In this study, we employed a microfluidic single-cell biochip combined with real-time fluorescence monitoring and kinetic modeling to investigate DNR uptake in drug-sensitive and MDR leukemia cells. This approach enabled continuous measurement of intracellular drug accumulation in individual cells, overcoming the limitations of population-averaged techniques that obscure dynamic transport behavior and cellular heterogeneity.

Our kinetic analysis revealed distinct uptake mechanisms in the two cell populations. DNR accumulation in drug-sensitive CEM/WT cells was well described by a single-exponential model, consistent with a dominant uptake process. In contrast, uptake in MDR CEM/VLB cells required a two-exponential model, indicating the presence of two kinetically distinct processes, likely reflecting altered transport kinetics associated with P-glycoprotein activity and intracellular drug handling. Substantial cell-to-cell variability was observed in both uptake rates and maximal intracellular drug retention in all cell populations. This heterogeneity significantly limited the ability to assess MDR reversal when uptake data were compared across different individual cells, even in the presence of an MDR inhibitor. To address this challenge, we applied SASCA, allowing direct comparison of drug uptake in the same cell before and after inhibitor treatment. This approach eliminated intercellular variability and clearly revealed enhanced intracellular DNR retention and accelerated uptake kinetics following inhibition.

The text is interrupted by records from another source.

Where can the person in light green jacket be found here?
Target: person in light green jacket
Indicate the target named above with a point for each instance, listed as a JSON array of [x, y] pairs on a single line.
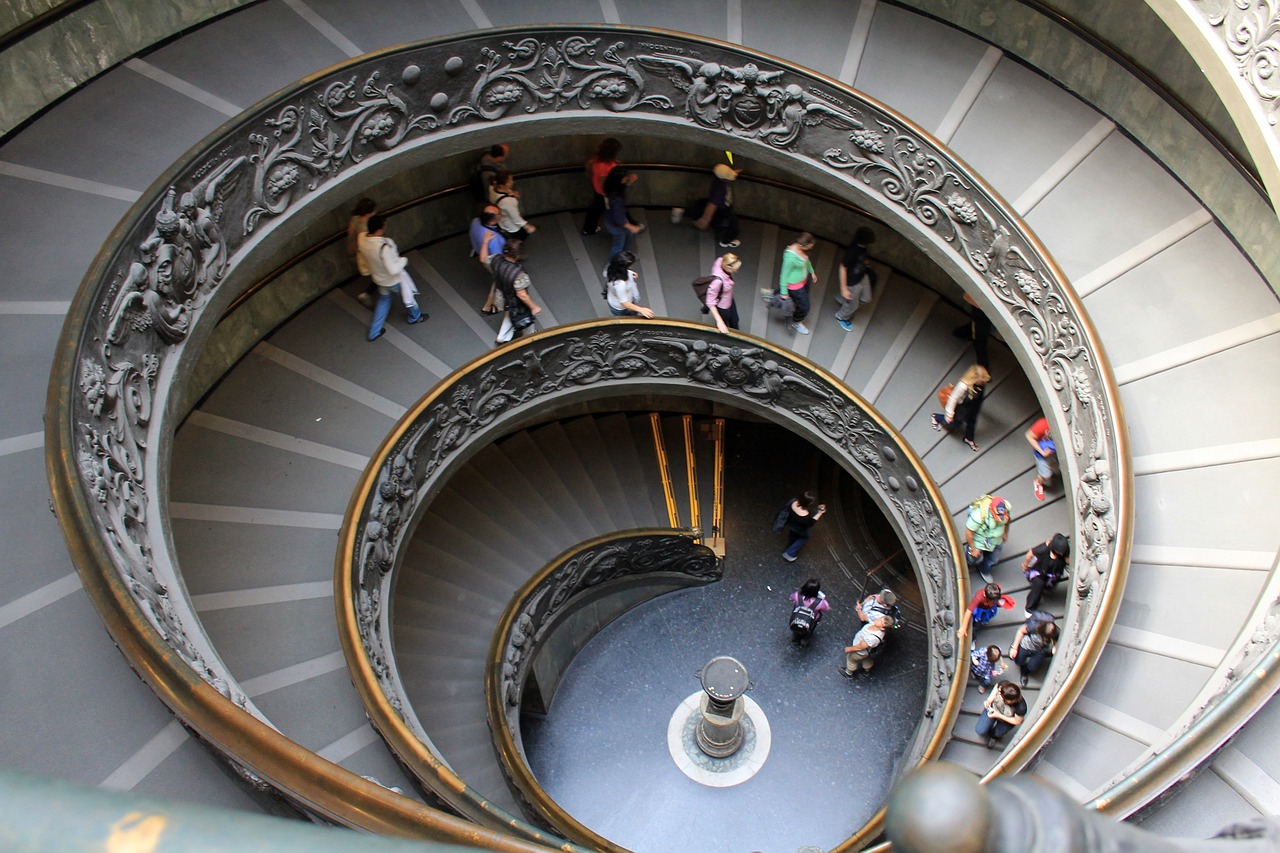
[[795, 279]]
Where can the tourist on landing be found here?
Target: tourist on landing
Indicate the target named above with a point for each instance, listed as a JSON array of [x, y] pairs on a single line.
[[506, 197], [984, 533], [597, 170], [387, 269], [1043, 566], [855, 278], [490, 162], [808, 605], [357, 226], [717, 213], [487, 243], [1034, 643], [882, 603], [1045, 451], [622, 288], [803, 512], [513, 283], [983, 607], [720, 292], [795, 279], [1002, 711], [863, 646], [616, 219], [964, 402], [986, 665]]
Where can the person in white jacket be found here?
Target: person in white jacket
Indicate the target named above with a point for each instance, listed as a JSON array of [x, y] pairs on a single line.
[[387, 268]]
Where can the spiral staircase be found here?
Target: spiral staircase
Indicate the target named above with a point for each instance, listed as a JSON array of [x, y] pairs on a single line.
[[264, 466]]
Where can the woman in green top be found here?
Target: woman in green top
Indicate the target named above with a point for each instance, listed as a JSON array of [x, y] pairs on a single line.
[[795, 279]]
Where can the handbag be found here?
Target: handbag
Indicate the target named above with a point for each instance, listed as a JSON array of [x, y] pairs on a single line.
[[945, 395], [520, 314]]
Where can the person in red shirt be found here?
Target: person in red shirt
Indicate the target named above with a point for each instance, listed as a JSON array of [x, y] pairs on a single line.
[[597, 170], [1046, 455]]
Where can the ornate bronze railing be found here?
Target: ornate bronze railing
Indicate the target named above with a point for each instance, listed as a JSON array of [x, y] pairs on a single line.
[[156, 290]]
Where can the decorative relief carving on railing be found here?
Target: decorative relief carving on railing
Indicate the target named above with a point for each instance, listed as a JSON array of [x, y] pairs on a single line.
[[154, 290], [1251, 30], [540, 607], [557, 365]]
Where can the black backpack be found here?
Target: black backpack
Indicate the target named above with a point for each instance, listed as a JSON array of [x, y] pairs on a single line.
[[804, 619], [700, 287]]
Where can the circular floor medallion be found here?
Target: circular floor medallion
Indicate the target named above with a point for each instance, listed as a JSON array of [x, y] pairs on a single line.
[[718, 772]]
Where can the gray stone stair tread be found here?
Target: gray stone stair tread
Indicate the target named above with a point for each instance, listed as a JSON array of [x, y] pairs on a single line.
[[502, 529], [1125, 213], [245, 56], [568, 515], [598, 457], [480, 500], [579, 473], [465, 561], [214, 468], [634, 473], [890, 72], [44, 209], [528, 500], [932, 355], [263, 393], [332, 338], [970, 756], [397, 22], [1009, 151], [122, 129], [1164, 302], [1229, 407], [1169, 507]]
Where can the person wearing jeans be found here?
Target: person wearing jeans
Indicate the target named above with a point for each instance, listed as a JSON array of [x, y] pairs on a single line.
[[795, 278], [387, 268]]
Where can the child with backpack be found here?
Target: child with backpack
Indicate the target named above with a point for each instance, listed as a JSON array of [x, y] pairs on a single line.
[[808, 605]]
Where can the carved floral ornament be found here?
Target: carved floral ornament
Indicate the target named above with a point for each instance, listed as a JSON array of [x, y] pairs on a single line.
[[1251, 30], [167, 270]]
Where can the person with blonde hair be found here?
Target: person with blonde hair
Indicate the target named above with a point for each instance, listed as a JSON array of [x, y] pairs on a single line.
[[795, 279], [720, 292], [963, 405]]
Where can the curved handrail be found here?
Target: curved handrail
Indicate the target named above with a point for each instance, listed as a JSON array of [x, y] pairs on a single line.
[[540, 605], [155, 291], [589, 361]]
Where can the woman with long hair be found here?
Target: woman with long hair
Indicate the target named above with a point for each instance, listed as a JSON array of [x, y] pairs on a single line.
[[597, 169], [803, 512], [720, 292], [964, 404], [622, 288]]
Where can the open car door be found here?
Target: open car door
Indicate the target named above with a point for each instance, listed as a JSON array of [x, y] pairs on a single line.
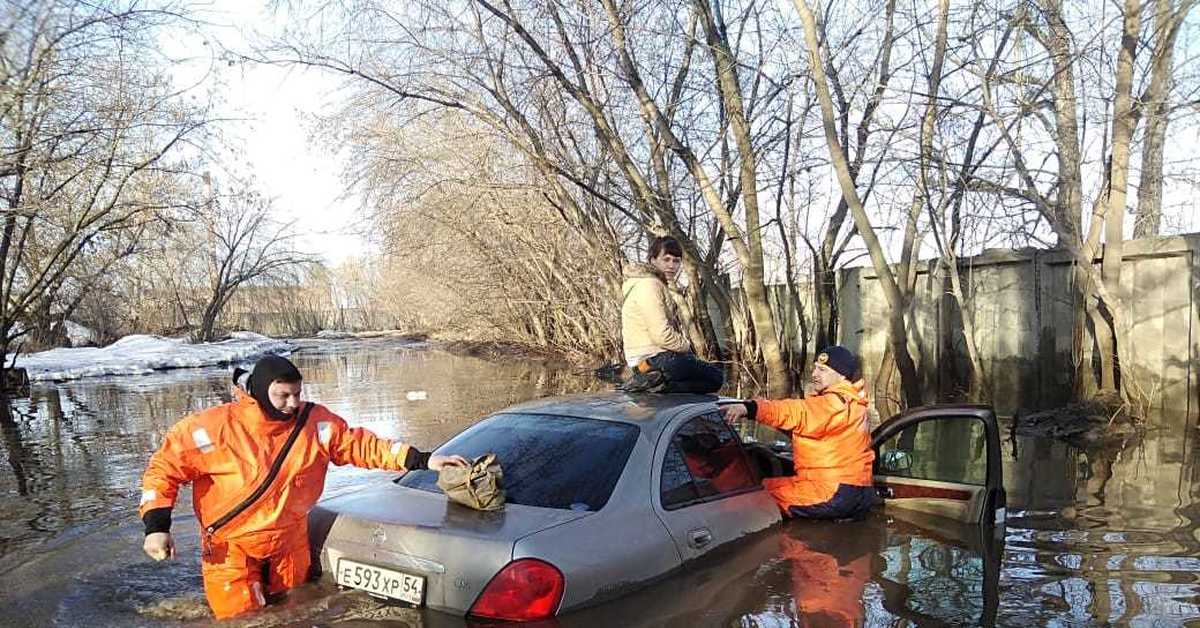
[[942, 460]]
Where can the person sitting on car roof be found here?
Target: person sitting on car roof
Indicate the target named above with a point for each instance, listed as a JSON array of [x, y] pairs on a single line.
[[831, 441], [257, 466], [652, 330]]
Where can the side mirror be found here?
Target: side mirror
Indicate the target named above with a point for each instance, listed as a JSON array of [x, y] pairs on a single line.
[[897, 460]]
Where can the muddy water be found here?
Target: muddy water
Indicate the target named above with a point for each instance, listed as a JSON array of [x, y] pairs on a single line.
[[1095, 538]]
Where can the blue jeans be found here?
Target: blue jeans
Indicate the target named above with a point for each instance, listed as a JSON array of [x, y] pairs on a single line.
[[685, 372]]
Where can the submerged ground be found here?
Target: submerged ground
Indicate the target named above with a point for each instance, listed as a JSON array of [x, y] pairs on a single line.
[[1107, 536]]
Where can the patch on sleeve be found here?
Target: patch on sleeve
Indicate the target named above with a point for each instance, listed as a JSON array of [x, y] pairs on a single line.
[[202, 440]]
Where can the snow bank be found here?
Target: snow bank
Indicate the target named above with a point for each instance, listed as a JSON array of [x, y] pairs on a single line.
[[143, 354]]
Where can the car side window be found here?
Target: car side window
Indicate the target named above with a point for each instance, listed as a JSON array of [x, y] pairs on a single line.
[[937, 449], [705, 460]]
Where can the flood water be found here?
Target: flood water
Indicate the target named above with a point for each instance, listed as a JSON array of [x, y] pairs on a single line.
[[1104, 537]]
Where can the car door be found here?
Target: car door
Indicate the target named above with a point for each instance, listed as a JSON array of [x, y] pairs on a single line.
[[942, 460], [706, 490]]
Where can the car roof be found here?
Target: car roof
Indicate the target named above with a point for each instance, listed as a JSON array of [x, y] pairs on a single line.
[[651, 411]]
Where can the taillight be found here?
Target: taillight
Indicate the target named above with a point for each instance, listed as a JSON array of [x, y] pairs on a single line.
[[525, 590]]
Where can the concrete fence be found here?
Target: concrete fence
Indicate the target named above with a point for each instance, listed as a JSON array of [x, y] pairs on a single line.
[[1021, 304]]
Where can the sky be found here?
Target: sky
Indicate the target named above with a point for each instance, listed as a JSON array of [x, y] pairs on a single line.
[[270, 108]]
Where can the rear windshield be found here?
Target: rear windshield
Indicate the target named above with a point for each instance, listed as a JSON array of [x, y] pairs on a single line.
[[549, 461]]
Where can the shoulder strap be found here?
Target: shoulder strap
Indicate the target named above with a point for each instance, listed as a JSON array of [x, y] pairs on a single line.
[[270, 474]]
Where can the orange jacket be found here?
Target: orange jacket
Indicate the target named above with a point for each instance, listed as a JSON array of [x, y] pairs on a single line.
[[226, 452], [831, 435]]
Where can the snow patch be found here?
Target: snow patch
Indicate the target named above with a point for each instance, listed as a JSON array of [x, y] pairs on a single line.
[[142, 353]]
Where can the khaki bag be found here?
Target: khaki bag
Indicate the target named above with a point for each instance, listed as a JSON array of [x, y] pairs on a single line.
[[479, 485]]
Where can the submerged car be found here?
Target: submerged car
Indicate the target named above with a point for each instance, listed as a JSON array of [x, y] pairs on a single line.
[[609, 492]]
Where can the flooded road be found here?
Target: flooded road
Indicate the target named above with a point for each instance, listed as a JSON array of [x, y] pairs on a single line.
[[1093, 538]]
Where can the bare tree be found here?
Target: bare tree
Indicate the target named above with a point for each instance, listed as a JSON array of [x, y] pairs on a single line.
[[240, 246]]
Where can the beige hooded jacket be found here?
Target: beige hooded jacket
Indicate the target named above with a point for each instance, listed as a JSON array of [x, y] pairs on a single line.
[[649, 320]]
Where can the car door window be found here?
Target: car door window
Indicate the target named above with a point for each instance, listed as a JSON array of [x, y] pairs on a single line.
[[705, 460], [941, 450]]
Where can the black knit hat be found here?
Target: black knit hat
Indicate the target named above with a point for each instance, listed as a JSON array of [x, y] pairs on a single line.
[[258, 381], [840, 359]]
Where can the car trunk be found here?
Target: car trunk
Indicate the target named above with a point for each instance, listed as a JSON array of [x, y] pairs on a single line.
[[456, 549]]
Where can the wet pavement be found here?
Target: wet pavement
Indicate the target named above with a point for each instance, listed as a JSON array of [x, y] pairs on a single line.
[[1103, 537]]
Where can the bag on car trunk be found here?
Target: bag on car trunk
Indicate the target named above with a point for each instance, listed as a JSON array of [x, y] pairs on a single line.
[[479, 485]]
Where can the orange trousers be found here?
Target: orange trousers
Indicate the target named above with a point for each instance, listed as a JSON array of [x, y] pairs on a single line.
[[233, 580]]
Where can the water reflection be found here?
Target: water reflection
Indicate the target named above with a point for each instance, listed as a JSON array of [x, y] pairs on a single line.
[[1105, 536]]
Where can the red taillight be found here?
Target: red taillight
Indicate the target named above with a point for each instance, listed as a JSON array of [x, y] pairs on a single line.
[[525, 590]]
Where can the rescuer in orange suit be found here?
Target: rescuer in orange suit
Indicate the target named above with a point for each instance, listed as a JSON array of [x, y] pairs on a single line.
[[227, 453], [831, 441]]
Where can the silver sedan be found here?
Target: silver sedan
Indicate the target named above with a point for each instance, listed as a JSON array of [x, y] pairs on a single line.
[[607, 492]]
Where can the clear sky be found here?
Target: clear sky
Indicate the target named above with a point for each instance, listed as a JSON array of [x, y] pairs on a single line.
[[271, 109]]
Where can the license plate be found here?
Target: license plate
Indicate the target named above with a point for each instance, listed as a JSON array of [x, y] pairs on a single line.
[[381, 581]]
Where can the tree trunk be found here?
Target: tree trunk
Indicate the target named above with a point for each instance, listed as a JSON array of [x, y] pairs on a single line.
[[898, 304], [1155, 106]]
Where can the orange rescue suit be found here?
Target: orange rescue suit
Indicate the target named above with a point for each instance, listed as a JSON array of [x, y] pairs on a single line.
[[226, 453], [831, 443]]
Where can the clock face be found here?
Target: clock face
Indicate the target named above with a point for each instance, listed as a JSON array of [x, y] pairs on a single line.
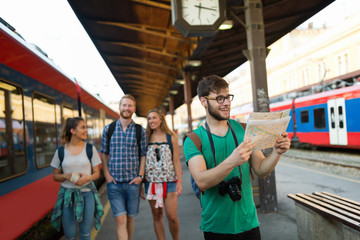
[[200, 12]]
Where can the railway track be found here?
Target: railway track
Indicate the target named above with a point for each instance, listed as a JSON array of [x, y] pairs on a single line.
[[340, 158]]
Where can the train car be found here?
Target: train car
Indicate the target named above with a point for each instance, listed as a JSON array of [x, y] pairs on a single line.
[[327, 119], [35, 99]]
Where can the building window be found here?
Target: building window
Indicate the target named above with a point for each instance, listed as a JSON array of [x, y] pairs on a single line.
[[343, 64], [321, 71], [319, 118], [45, 132], [12, 132]]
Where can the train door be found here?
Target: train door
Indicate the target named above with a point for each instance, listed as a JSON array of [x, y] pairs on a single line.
[[337, 121]]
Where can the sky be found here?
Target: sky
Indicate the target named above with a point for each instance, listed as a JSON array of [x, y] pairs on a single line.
[[53, 26]]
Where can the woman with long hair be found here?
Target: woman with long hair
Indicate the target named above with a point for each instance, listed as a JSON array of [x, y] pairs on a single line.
[[76, 166], [163, 173]]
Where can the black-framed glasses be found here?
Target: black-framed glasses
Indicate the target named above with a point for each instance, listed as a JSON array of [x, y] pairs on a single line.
[[221, 99], [157, 153]]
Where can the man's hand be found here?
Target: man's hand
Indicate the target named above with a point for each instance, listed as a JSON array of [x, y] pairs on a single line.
[[283, 143], [137, 180], [83, 179], [242, 153], [109, 178]]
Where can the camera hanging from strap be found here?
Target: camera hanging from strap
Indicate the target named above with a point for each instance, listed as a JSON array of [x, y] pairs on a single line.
[[212, 142]]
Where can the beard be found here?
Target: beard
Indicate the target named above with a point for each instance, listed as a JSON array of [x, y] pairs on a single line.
[[216, 114], [125, 114]]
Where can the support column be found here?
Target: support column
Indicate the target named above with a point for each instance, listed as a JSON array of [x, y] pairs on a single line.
[[171, 110], [188, 98], [256, 54]]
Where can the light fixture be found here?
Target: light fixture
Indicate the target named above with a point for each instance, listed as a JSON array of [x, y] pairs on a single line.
[[193, 63], [180, 81], [226, 25], [7, 86]]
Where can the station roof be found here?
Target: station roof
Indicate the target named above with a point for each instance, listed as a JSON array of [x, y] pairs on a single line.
[[146, 54]]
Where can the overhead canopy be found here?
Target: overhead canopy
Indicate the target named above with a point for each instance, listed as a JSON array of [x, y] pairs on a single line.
[[146, 54]]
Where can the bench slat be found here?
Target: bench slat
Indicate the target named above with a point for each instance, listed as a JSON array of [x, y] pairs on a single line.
[[335, 204], [335, 199], [342, 198], [330, 207], [326, 212]]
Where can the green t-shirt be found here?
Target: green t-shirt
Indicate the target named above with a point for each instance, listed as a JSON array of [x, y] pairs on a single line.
[[219, 213]]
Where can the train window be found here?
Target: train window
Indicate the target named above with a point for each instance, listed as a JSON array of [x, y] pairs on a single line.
[[67, 112], [332, 117], [341, 117], [90, 122], [12, 132], [319, 118], [45, 133], [304, 116]]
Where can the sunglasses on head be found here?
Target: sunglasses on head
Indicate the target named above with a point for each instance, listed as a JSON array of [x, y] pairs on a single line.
[[157, 152]]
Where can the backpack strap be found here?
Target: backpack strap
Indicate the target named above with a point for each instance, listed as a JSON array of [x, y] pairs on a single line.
[[168, 138], [61, 154], [89, 151], [196, 140], [110, 133], [138, 138]]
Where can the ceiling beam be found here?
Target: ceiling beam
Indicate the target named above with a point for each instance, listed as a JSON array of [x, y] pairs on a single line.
[[144, 61], [148, 86], [153, 4], [142, 70], [147, 48], [141, 78], [156, 31]]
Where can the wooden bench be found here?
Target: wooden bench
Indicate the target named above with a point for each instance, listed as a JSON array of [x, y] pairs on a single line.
[[326, 216]]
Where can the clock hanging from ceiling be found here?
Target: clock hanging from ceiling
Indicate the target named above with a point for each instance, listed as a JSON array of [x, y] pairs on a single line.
[[198, 18]]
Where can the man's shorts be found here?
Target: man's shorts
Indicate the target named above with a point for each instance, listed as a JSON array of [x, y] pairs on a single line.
[[170, 187], [124, 198]]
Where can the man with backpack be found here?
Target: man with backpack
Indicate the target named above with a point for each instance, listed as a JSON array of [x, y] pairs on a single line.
[[220, 167], [123, 148]]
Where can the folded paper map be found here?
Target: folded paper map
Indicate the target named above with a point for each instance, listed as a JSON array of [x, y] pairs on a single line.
[[264, 128]]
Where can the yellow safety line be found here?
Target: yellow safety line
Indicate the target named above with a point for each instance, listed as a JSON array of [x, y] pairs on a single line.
[[94, 232], [323, 173]]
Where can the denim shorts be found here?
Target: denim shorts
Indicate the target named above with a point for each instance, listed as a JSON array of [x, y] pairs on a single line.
[[124, 198], [170, 187]]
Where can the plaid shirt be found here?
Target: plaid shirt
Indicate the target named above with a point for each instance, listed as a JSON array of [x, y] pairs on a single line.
[[124, 161], [77, 202]]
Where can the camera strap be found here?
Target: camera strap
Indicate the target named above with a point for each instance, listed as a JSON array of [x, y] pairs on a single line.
[[212, 142]]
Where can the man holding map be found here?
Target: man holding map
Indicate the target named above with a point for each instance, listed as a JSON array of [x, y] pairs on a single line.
[[220, 167]]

Together, these results demonstrate that real-time single-cell kinetic analysis combined with same-cell comparison provides a robust framework for resolving functionally relevant heterogeneity in drug-resistant cancer cells. This platform offers mechanistic insight into MDR that cannot be obtained from population-level measurements and may be broadly applicable for evaluating drug transport, resistance mechanisms, and therapeutic modulation in limited or heterogeneous cell samples. Future investigations may also benefit from integrating insights from P-gp biology and nanomedicine-based drug delivery systems that are actively being developed to counteract efflux and enhance intracellular retention of chemotherapeutic agents.